宮崎駿(はやお)、高畑勲両監督らの劇場用の長編アニメーション映画を制作している会社。日本では人気テレビアニメを映画化するのが一般的な中で、主にオリジナルの長編アニメ映画だけを手掛けているのが特徴で、高品質な映像やストーリーは世界的に評価されている。東京都小金井市にあり、従業員は約140人。「ジブリ」の名称は、砂漠に吹く熱風「ギブリ」(GHIBLI)に由来しており、第2次世界大戦中にイタリアの軍用偵察機の名前になっていたのを知っていた宮崎監督が命名した。マークには、「となりのトトロ」の登場キャラクターのトトロを採用している。
スタジオジブリのホームページなどによると、宮崎監督の映画「風の谷のナウシカ」がヒットしたのを受け、「風の谷のナウシカ」を制作した出版社の徳間書店が中心となってスタジオジブリを1985年に設立。当初は東京・吉祥寺に拠点を置き、92年に現在地へ移転した。97年にいったん徳間書店に吸収合併されてスタジオジブリ・カンパニー(後のスタジオジブリ事業本部)となったが、2005年4月にスタジオジブリのアニメーション作品と、徳間書店スタジオジブリ事業本部の全事業を引き継ぎ、株式会社スタジオジブリとして再出発した。

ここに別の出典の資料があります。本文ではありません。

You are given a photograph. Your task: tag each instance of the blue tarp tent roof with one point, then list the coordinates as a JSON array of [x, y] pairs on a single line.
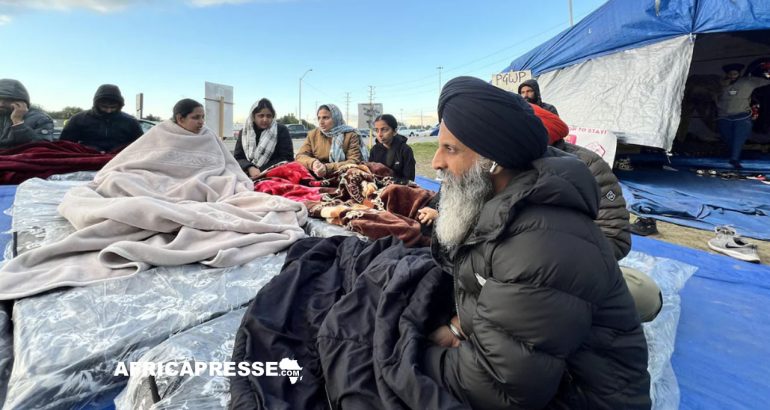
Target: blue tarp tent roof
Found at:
[[625, 24]]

スタジオジブリの作品は、高畑氏がプロデュースし、宮崎氏が監督を務めた「天空の城ラピュタ」(86年公開)は国内で77万5千人の観客を集め、高い評価を得た。宮崎監督の代表作「となりのトトロ」と、高畑監督の「火垂るの墓」を88年に2本立てで公開した後、宮崎監督の「魔女の宅急便」は観客動員264万人という興行的成功を収めた。以降、宮崎監督の「紅の豚」(92年公開)、高畑監督の「平成狸合戦ぽんぽこ」(94年)、宮崎監督の時代劇アニメ「もののけ姫」(95年)などのヒット作が続いた。 スタジオジブリ作品が世界的評価を不動のものにしたのが、宮崎監督の「千と千尋の神隠し」(2001年)。観客動員2350万人、興行収入304億円という日本映画での興行史上1位の記録を打ち立てた。01年にドイツの「第52回ベルリン国際映画祭」でアニメーションとして初めて最高賞の「金熊賞」を受け、02年の米「第75回アカデミー賞」で長編アニメーション部門のオスカーを受賞した。
04年公開の宮崎監督「ハウルの動く城」も、「千と千尋の神隠し」に次いで日本映画の興行史上第2位のヒット作になった。今年7月には宮崎監督の長男、宮崎吾朗監督の初監督作品「ゲド戦記」が劇場公開された。